1. Hydrate yourself with liquids other than Natty Ice, Banker’s, and semen.

2. Tea and honey for the throat and in no time, your rendition of “Let It Go” will rival Idina’s. Okay, maybe not Idina’s, but definitely Demi Lovato’s.

3. Take a couple Ambien and have wildly vivid dreams about Fling—where it’s warm outside and you’re feeling better. Wait, why did you just wake up on the sixth floor of Van Pelt? And why is everyone sprouting tentacles from their heads?

4. Zone out on the internet for a while, until you realize you’ve watched 16+ videos of puppies and can’t remember how you transitioned from 14 Cats Who Think They’re Sushi to YouTube.

5. Read Penn Admirers until your body miraculously recovers due to the power of love.
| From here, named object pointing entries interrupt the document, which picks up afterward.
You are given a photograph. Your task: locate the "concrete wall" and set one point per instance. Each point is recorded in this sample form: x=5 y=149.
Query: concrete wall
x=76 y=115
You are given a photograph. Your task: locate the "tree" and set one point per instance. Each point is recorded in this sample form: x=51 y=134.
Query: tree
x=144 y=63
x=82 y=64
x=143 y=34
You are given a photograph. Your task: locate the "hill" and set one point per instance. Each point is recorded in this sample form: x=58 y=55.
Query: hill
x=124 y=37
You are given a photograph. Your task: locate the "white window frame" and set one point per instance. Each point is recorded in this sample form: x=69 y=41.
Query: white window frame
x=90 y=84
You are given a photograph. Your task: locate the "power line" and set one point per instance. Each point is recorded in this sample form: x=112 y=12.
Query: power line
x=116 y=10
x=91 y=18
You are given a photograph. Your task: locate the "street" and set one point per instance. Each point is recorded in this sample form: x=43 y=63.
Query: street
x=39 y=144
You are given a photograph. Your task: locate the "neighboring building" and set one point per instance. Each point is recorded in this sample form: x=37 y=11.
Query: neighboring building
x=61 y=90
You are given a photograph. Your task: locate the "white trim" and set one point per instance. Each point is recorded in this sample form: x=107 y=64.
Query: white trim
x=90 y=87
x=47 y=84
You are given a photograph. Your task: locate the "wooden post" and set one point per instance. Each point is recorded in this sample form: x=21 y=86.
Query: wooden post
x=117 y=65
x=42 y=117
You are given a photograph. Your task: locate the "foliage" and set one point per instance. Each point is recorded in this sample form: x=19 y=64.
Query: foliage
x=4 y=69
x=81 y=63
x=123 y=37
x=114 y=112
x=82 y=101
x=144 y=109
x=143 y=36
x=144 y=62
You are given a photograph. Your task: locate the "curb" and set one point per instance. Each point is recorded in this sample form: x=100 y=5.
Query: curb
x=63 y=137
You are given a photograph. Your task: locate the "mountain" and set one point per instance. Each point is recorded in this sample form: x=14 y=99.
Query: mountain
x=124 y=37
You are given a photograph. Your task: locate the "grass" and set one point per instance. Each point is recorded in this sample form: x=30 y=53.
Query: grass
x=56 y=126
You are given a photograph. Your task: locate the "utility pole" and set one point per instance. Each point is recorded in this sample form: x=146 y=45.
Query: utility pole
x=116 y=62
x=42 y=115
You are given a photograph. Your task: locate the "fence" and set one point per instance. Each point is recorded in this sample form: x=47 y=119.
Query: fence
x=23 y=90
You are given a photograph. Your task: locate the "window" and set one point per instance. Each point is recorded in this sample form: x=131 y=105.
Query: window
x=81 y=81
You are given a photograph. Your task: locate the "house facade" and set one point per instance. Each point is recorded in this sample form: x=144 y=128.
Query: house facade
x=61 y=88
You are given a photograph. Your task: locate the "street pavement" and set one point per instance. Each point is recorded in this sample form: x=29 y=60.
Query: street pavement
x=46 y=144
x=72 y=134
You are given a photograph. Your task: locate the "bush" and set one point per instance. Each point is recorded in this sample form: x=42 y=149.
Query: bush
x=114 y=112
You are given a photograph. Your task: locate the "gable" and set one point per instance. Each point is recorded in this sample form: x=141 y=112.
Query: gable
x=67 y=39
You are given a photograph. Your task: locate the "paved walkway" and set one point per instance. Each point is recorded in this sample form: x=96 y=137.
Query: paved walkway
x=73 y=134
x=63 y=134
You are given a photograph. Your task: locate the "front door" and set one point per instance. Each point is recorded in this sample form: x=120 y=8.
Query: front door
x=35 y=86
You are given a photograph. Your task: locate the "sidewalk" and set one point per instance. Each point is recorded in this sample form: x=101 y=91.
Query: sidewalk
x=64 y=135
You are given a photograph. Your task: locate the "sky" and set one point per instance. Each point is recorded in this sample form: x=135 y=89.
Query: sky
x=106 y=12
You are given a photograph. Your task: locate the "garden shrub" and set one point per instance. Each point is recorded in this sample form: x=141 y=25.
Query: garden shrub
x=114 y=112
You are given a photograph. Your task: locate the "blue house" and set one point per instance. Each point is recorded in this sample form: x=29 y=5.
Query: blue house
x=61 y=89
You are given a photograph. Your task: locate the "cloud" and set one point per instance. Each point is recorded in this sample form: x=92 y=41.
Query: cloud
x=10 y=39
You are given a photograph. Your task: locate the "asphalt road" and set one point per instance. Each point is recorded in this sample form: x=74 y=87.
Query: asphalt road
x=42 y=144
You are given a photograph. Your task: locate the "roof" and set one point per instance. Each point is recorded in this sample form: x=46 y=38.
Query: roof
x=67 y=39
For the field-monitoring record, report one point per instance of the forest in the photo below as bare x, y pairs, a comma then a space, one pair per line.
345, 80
Or until you cry yourself to sleep nestling your teddy bear, which almost feels like another human if you don’t think about it too much.

6. Guilt friends into bringing you soup. Time to bring up that time you held Sarah’s hair while she puked—whatever it takes to get some Wawa chicken noodle soup delivered right to your door.

7. Watch YouTube videos of A–Gut speaking—because her energy is even more infectious than your flu.

8. Chug cold medicine until all of your appendages are numb.

9. Cough on a friend’s pillow. Misery loves company, right?

10. Give up and go to Student Health Services.